Alfie nodded and stepped away. He hated it here. He hated this place and he hated these people. Being at this hospital was like stepping into the middle of a nightmare where nothing anyone said made any sense. The men were all confused, living partly in the present, partly in the past, and partly in some no-man’s-land that they marched across, trying to dodge bullets and failing, flailing, falling. He was doing the right thing getting his dad away from here, he was sure of it. He picked up the duffel bag and made his way through the hedge and over toward the hospital.

He stood outside now, dreading the idea of going back inside, but there was no way around it. He had hoped that he would discover Georgie out in the grounds and that they could make their escape together, but this hadn’t happened and he would have to go in search of him.

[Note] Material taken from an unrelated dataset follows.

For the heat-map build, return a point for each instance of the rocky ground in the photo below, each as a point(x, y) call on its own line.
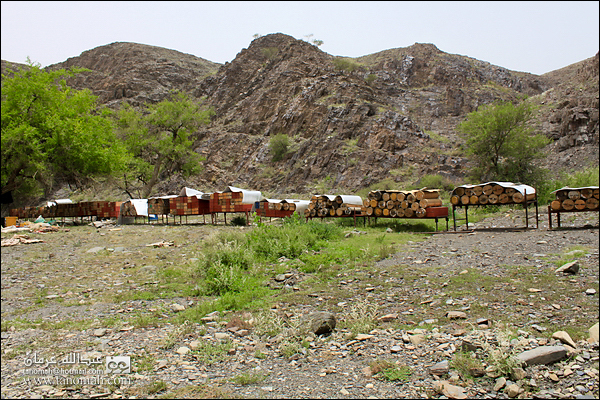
point(445, 312)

In one of those terrible wards.

He threw the duffel bag behind a potted plant and opened the door, poking his head inside. The coast was clear. There was a staircase halfway down the corridor and he looked up; it was at least three stories high, with rooms on the perimeter of every floor. His heart sank, wondering how on earth he would ever find his dad in so large a place.

In front of him was the nurses’ station where he had been discovered the last time, and he walked quickly toward it, pleased to see that there was no one there now. If the angry doctor found him again, he’d never believe his story about being the milkman’s son. He looked around, stepped behind the desk, and as he did so he saw Dr. Ridgewell, whose shoes he had shined twice now, emerging from one of the wards with another doctor, younger and nervous-looking, and he slipped down behind the counter, hoping that they wouldn’t come around to this side.